2022年05月07日

ツユクサ


シネ・リーブル神戸で『 ツユクサ 』( 平山秀幸監督 )を鑑賞しました。
全く事前にキャッチしていなくて、「そろそろなんかイイ映画観たいなー」とリブ神のサイトを検索して、気負いなくふわーっとした感覚で観れそうだなぁと選びました。
ふわーっと観れて、でも「ちゃんと幸せになる」(劇中の台詞)っていうことについて考えさせられました。

ツユクサチラシ - コピー.jpg

<story>
  小さな港町で暮らす五十嵐芙美(小林聡美)は、気心の知れた友人たちと他愛のない時間を過ごしたり歳の離れた小さな親友・航平(斎藤汰鷹)と遊びに出かけたりと穏やかな日々を送っていたが、彼女がひとりで暮らしているのにはある哀しい理由があった。
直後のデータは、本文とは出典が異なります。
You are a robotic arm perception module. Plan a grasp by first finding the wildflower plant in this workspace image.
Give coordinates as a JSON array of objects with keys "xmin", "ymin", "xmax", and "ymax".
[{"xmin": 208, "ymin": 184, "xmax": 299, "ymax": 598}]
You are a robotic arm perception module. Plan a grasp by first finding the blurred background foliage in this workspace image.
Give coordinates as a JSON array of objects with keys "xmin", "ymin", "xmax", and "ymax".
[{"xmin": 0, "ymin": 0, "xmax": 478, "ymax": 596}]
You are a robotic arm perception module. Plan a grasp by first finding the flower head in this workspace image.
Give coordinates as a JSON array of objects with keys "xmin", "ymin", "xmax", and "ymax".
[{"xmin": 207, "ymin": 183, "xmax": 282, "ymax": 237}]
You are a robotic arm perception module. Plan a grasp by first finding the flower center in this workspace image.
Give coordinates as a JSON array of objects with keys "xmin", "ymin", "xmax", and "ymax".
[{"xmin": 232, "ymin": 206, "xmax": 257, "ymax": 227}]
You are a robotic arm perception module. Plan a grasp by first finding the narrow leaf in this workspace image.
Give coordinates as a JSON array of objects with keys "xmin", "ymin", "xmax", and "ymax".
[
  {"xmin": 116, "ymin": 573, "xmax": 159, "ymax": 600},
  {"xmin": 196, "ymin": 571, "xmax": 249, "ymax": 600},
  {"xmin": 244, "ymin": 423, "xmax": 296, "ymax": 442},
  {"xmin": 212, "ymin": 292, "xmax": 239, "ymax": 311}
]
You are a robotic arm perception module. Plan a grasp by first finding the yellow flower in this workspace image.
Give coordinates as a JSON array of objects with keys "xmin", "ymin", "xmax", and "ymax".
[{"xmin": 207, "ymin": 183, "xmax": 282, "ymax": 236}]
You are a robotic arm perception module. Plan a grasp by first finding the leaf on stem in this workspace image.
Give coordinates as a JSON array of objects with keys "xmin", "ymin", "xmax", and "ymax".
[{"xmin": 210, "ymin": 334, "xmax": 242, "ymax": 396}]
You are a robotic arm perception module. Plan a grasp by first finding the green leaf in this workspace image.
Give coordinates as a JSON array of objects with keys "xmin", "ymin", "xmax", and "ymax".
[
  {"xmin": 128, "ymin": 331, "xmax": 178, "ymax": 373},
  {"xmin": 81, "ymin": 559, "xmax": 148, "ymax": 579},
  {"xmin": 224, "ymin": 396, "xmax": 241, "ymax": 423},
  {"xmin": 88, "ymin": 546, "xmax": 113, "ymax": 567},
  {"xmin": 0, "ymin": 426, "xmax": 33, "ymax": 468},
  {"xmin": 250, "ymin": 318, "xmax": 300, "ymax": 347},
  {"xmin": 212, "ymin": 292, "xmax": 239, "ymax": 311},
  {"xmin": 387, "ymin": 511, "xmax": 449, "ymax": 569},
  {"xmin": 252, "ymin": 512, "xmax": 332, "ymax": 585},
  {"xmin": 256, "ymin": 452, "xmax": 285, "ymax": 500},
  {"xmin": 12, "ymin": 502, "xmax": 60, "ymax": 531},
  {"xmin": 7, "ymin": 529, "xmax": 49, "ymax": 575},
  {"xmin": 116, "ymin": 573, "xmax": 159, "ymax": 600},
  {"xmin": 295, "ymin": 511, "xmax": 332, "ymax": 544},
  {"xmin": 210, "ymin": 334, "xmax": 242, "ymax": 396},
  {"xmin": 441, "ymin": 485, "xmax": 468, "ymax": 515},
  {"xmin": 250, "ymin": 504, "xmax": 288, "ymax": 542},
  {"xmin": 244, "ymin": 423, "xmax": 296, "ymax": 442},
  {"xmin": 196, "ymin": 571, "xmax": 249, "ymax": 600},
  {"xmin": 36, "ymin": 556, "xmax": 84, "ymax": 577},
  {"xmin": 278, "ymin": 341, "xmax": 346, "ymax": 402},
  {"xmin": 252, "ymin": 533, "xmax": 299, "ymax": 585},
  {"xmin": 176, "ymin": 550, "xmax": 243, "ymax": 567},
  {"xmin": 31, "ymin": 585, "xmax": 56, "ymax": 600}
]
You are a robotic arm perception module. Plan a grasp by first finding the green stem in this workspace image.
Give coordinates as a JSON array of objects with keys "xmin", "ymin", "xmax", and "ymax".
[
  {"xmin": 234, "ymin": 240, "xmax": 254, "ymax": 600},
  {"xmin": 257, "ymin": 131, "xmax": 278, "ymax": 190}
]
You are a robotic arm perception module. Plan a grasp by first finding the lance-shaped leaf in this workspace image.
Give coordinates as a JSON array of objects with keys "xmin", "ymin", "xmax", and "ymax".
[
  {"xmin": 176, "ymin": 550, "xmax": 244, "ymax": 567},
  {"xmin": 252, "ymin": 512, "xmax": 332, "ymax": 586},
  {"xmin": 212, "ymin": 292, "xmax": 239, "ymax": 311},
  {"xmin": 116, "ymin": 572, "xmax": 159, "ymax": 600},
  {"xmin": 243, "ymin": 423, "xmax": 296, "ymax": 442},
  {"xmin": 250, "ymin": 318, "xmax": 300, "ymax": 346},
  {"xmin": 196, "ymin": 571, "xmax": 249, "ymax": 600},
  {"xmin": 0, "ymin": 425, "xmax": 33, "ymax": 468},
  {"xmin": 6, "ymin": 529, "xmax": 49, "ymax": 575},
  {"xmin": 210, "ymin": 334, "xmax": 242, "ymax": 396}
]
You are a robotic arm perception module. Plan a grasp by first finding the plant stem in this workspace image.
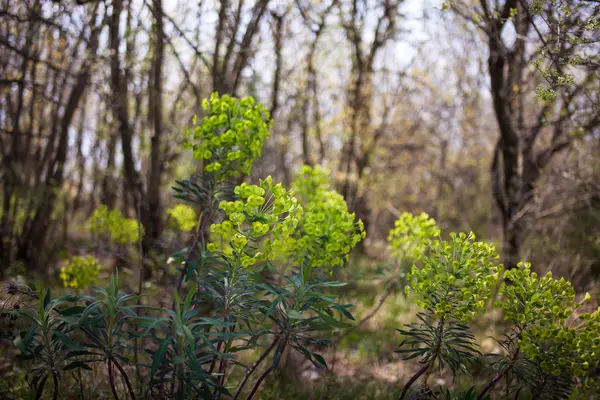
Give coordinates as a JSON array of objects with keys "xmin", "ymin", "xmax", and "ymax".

ある日芙美は車の運転中に隕石に衝突するという衝撃的な出来事に遭遇し、町に越してきた男性・篠田吾郎(松重豊)とふとしたキッカケで親しくなるが・・・。 (※映画情報サイトよりの転載です)

   人間が隕石に衝突する確率は 1憶分の1 とか。
そんなことが起こったら自分の運命(未来)をその出来事に賭けてしまうことはあるでしょうね。実際は何かが変わると‘思い込む’ことが以後の自分を微妙にコントロールしてしまうからだと思いますが。そしてそれは自分の心次第でいかようにもベクトルを変えてしまう・・・この物語の中でも上手くいくように見えていかないことが幾つもありました。 それは隕石に遭遇した芙美に限らず、物語に登場する全ての人たちが、前向きに生きてはいてもいろんな‘上手くゆかないこと’を抱えているのですよね。

芙美が「ちゃんと幸せになる」と決めて本当にその方向へ歩み始められたのは、彼女の中にそれを求め、受け入れる柔軟さがあったから。共感するところはありながら果たして私ならあんな風にふるまえるだろうかと感じる 真っすぐな強さ が芙美にはあって、それが彼女を然るべきところへ導いてくれたのだろうなぁって。「小さな奇跡」は奇跡などではなく、芙美の真っすぐな生き方が招いたものなのだと思いました。
でもそこに‘隕石との衝突’という衝撃的な出来事を絡めたことが‘大人のおとぎ話’の扉を見せてくれたのですね。最後に「それは違うんだ」ってことに芙美自身が気付くのはちょっぴりビター。

tsuyukusa - コピー.jpg
※映画ワンシーン 情報サイトよりの転載です

冒頭にも書いたことですが、容易に運命のベクトルは変わってしまうもの。
過去を背負い、もう決して若くはない芙美の幸を願う気持ちは、物語が進むにつれ私の中で祈りに変わってゆく感じでした。だから彼女が抱えてきた哀しみが結果的に誰かの哀しみと呼応し合えたことが(その相手も「ちゃんと生き直そう」と思い始められたことが)私にはしみじみと嬉しかったです。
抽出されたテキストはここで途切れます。